Implemented Camera Pose Estimation and Image Stitching using classic computer vision methods from scratch. Homography for camera pose estimation, involving an image processing pipeline with steps like Hough transform and decomposition for rotation and translation. Additionally, performed image stitching to create a panoramic view by extracting features, matching, and applying homographies for seamless blending. Overcame challenges in edge detection, rotation, translation, and stitching, showcasing problem-solving skills in computer vision.
In the world of 3D Indoor Mapping and Object Segmentation, where RGB images fuel a cutting-edge approach for autonomous robot navigation in complex Environments. This project integrates SimpleRecon and Point-Voxel CNN, employing depth maps, 3D reconstruction, and point cloud segmentation. Leveraging state-of-the-art technologies like Infinitam and Open3D, our methodology transforms indoor environments into efficient 3D representations. The project showcases a fusion of advanced mapping techniques and neural network segmentation models contributing to the indoor robotic navigation space.
This project unfolds insights into implementing PointNet-based architectures for both classification and segmentation tasks. Defined Models to handle input points from diverse classes and explored model initialization, training, and testing procedures. PointNet was applied in segmentation tasks, and robustness analysis experiments were performed to evaluate the model's performance under different conditions.
This project involves differentiable volume rendering, including ray and point sampling, volume rendering techniques, and the emission-absorption model. Optimization includes ray sampling, loss functions, and training strategies for both basic implicit volumes and Neural Radiance Fields. The implementation of NeRF as a Multi-Layer Perceptron, loss formulation for RGB image training, and visualization techniques further enhance the project.

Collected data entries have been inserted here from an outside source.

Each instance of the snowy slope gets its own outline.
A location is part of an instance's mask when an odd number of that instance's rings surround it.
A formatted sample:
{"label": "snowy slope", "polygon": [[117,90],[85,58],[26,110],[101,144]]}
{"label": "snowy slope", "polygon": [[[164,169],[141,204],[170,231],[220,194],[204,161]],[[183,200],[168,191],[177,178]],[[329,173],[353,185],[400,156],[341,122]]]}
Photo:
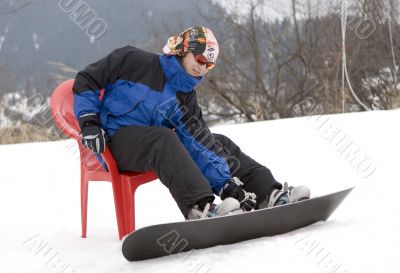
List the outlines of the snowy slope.
{"label": "snowy slope", "polygon": [[[0,272],[398,272],[399,118],[393,110],[212,128],[314,196],[357,187],[328,222],[135,263],[121,254],[110,183],[91,183],[80,238],[73,141],[0,146]],[[136,198],[139,227],[183,220],[159,181]]]}

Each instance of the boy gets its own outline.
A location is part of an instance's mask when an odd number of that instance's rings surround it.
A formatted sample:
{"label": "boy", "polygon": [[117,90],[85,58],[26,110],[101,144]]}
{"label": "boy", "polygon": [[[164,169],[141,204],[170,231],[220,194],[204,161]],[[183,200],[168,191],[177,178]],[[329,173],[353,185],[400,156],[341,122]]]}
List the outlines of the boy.
{"label": "boy", "polygon": [[282,187],[268,168],[206,126],[194,88],[216,64],[212,31],[189,28],[163,51],[126,46],[78,72],[74,112],[82,143],[95,153],[108,145],[121,171],[154,171],[189,220],[309,198],[307,187]]}

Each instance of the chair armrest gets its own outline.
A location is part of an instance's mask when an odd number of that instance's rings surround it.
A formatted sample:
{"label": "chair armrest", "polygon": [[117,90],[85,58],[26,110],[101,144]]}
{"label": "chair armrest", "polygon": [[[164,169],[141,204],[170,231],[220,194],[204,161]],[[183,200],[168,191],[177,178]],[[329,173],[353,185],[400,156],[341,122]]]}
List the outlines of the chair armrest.
{"label": "chair armrest", "polygon": [[115,162],[115,159],[114,159],[113,155],[111,154],[110,149],[107,146],[106,146],[104,153],[101,154],[101,157],[103,158],[104,162],[106,163],[108,171],[111,174],[119,174],[117,163]]}

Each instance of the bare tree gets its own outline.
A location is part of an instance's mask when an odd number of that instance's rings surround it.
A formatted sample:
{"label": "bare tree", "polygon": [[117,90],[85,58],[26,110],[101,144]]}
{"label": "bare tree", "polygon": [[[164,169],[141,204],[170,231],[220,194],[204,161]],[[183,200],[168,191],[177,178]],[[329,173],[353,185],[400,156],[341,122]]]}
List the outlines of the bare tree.
{"label": "bare tree", "polygon": [[219,70],[208,87],[218,94],[224,116],[231,113],[245,121],[292,116],[294,105],[326,85],[316,77],[322,62],[317,54],[323,39],[320,22],[305,5],[299,14],[294,0],[291,17],[276,22],[264,19],[267,1],[242,2],[249,6],[244,16],[238,10],[220,11],[229,31],[221,39]]}
{"label": "bare tree", "polygon": [[[397,1],[359,0],[347,10],[349,79],[342,77],[340,3],[322,7],[322,2],[311,6],[310,1],[291,0],[290,16],[274,22],[265,20],[267,1],[240,3],[247,5],[247,13],[243,14],[243,6],[218,11],[223,50],[218,69],[203,87],[208,93],[202,100],[206,115],[242,121],[306,115],[307,109],[295,106],[307,98],[325,113],[341,112],[343,101],[346,111],[363,110],[357,99],[372,109],[398,105]],[[202,15],[211,20],[208,14]],[[368,37],[366,23],[376,28]]]}

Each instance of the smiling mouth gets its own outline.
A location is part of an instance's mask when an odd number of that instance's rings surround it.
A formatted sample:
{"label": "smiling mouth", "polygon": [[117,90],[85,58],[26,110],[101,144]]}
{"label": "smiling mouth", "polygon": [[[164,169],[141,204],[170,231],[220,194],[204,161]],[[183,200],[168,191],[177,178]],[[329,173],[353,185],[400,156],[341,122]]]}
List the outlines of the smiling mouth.
{"label": "smiling mouth", "polygon": [[201,75],[201,73],[199,72],[199,71],[197,71],[196,69],[192,69],[193,70],[193,72],[195,73],[195,74],[197,74],[197,75]]}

This Project focuses on single-view to 3D transformation. It highlights the design of neural networks for image-to-voxel grid, image-to-point cloud, and image-to-mesh models. Binary cross-entropy and Chamfer loss functions for voxel grids and point clouds, respectively. The inclusion of quantitative comparisons, hyperparameter analyses, and insightful visualizations provides a thorough understanding of the application.
In this project, mesh rendering, camera manipulation for 360-degree gifs, implementation of the Dolly Zoom effect, creation and rendering of 3D shapes, re-texturing of meshes based on vertex positions, camera pose transformations and additionally, rendering generic 3D representations is implemented. The project also explores implicit surfaces, employing implicit functions to define surfaces and discussing the trade-offs between mesh and point cloud rendering.